Three times now, I’d nearly been taken by shadows. And three was a weighty number. Fire had saved me, just as it claimed my mother’s life. I didn’t understand, but the meanings would come later.
“I’m all right,” I managed to say through chattering teeth. “We should see how bad it is out there.”
The sounds of fighting had either ceased or were overwhelmed by the burning house and the raging tempest. Chaos raged around us, energies snapping like broken electrical wires. Chance reached for me, the back of his hands crisscrossed with new scratches and ash, and I let him tug me to my feet.
Huge raindrops spattered us, rousing a hiss from the burning house behind us. The black storm gathered power as if fueled by its master’s fury. Howling wind lashed us, made it difficult for me to keep my balance.
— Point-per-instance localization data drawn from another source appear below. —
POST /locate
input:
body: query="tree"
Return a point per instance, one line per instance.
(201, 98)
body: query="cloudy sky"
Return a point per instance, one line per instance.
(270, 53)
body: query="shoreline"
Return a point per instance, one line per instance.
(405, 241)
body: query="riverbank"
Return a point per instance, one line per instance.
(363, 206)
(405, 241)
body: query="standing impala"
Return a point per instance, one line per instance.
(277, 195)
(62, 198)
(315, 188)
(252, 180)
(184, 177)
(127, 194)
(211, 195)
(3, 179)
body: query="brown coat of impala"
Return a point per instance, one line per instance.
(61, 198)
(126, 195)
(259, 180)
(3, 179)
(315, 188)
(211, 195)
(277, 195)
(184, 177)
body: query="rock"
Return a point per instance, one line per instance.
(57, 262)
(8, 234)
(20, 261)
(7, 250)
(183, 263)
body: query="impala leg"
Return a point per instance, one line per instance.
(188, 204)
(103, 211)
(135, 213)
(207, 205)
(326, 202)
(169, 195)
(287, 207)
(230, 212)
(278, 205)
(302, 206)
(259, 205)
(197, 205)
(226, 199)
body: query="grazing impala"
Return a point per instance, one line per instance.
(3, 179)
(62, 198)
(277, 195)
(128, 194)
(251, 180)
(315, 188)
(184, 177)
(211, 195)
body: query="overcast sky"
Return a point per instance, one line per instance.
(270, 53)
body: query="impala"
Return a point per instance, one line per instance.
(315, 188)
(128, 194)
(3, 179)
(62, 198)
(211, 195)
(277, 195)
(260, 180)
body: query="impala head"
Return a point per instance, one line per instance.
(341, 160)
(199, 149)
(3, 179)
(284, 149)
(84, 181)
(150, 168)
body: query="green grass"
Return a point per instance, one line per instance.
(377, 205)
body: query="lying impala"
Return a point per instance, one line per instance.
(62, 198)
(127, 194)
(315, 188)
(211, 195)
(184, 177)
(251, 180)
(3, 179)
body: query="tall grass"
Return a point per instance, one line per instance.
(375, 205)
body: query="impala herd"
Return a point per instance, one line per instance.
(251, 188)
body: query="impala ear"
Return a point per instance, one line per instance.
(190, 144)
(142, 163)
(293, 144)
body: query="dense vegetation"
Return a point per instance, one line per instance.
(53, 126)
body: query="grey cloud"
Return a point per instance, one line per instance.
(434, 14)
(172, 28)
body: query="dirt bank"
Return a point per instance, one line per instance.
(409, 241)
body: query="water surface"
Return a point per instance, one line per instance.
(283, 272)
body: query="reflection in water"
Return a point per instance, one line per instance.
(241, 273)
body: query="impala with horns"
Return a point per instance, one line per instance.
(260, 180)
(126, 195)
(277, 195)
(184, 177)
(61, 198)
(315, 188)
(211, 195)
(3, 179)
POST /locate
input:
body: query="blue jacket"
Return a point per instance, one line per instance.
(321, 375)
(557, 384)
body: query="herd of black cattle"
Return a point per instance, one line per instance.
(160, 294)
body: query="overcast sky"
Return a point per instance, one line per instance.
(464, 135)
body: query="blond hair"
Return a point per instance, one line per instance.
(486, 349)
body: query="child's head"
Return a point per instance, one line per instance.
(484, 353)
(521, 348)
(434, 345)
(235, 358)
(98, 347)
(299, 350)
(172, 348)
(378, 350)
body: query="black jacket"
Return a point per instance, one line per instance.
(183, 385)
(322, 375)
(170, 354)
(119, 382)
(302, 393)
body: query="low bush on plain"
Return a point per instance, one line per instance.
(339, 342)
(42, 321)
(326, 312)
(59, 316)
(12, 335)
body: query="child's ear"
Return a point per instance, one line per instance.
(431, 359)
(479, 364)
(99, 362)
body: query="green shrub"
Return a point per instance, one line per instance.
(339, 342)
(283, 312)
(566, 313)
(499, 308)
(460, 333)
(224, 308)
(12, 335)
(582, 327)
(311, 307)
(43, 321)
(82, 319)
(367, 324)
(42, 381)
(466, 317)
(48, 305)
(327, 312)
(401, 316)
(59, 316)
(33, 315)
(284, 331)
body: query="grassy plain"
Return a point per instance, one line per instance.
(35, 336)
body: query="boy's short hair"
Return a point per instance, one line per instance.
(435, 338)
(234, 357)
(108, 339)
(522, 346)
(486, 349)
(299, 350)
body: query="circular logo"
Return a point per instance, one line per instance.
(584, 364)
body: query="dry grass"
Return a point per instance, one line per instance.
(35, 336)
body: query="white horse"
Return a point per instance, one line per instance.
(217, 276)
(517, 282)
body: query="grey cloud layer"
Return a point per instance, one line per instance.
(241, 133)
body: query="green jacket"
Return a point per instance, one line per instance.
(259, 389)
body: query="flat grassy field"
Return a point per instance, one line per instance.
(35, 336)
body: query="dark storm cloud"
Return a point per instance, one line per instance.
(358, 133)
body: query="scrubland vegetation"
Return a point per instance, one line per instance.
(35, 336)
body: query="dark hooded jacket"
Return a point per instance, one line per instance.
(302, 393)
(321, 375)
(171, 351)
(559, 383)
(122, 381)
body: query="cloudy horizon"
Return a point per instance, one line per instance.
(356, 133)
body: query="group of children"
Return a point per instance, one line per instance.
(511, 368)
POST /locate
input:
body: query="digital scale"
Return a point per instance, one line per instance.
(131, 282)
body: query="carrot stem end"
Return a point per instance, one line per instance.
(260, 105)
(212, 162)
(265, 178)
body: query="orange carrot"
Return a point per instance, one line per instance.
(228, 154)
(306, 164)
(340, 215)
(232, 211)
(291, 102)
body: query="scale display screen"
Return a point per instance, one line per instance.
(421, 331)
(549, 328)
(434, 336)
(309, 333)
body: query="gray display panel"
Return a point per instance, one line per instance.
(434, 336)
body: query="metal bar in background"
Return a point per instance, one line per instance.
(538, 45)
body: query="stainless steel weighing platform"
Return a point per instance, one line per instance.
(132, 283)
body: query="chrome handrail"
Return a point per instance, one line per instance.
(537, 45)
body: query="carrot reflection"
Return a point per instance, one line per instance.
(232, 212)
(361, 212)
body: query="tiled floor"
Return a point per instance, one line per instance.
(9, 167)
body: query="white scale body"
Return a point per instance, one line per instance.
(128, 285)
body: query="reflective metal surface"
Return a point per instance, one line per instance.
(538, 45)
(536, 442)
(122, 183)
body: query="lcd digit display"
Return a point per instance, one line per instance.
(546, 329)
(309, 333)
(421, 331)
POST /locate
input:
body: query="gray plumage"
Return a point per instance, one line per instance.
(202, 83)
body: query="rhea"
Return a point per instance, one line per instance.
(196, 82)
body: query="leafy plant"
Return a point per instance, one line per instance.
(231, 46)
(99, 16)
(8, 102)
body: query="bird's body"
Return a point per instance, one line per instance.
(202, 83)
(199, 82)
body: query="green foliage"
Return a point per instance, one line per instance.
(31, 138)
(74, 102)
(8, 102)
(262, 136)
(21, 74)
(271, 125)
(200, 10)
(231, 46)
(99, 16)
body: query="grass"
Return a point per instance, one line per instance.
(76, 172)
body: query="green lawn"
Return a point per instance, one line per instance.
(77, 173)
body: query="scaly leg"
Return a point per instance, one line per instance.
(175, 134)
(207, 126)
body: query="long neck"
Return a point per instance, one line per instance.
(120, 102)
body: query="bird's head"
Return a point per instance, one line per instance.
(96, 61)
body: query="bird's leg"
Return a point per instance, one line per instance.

Chance put an arm around me as hail pelted us.
Together, we rounded the house, staying well out of back draft range. The open plain assumed a nightmare hue, stinking of death and decay. His flesh golems staggered toward us, no longer lacking direction.
Which meant God’s Hand had failed.
I could hardly wrap my mind around it. We’d survived only by virtue of Chance’s luck and my strange relationship with fire. Flames had stolen my mother and nearly slain me in Tuscaloosa, and I suffered its kiss anytime I used my gift. Maybe that meant something, but I didn’t possess the leisure for self-analysis.
Behind the house, we found him.
Kel lay still as death, covered in more blood than I had ever seen. Once I would have screamed like a maniac, but we still had to deal with the master’s meat puppets.
And when the dark one showed himself, it wouldn’t be good.
Animated corpses closed in from all sides of the smoldering farmhouse. With his power depleted, doubtless the warlock hoped to wear us down. If only we could find the bastard, end this once and for all—but his mindless children would rend Kel limb from limb if we left him where he’d fallen.
We stood back-to-back once more, ready to make our last stand. Chance slung the automatic rifle from his back, removed the safety. His gun sparked as he fired into oozing zombie flesh. A young girl, beautiful in life, jerked as pieces of her shoulder and arm went flying. Still they came.